In 2016, two Dutch biologists discovered bacteria of the genus Vibrio, a family that includes the bacterium responsible for cholera in the plastisphere. Three years later, an alarming new discovery topped the previous one: while studying bacteria found on plastic waste off the coast of Antarctica, scientists found that these bacteria were as antibiotic-resistant as the toughest bacteria present in urban environments. Certainly, if these microplastics have the capacity to absorb surrounding contaminants, they can just as easily absorb antibiotics.
Non biodegradable plastic debris allow them to migrate further.
The big problem with the plastisphere is that the plastic debris that supports it is just the medium of choice.
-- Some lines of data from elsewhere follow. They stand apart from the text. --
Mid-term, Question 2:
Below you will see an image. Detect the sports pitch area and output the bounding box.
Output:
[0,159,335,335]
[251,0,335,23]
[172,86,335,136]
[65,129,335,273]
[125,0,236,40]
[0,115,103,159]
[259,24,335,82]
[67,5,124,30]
"Plastics remain in the environment much longer than biodegradable materials such as driftwood, so they are able to migrate much further over much longer time periods," explains Paul-Pont.
In 2017, just six years after a tsunami ravaged the coasts of Japan and caused the accident in Fukushima, American scientists found 289 species of invertebrates on the west coast of the United States that had never been found there before and had originated in Japanese waters. These little creatures had crossed the Pacific on the plastic debris set in motion by the tsunami. The fear with such artificially transplanted foreign species from one ecosystem to another is that they tend to be invasive.
They also bring the possibility of dangerous pathogens, whether Vibrio bacteria or something new. Coupled with the threat of antibiotic resistance, it becomes obvious that we must urgently tackle this problem.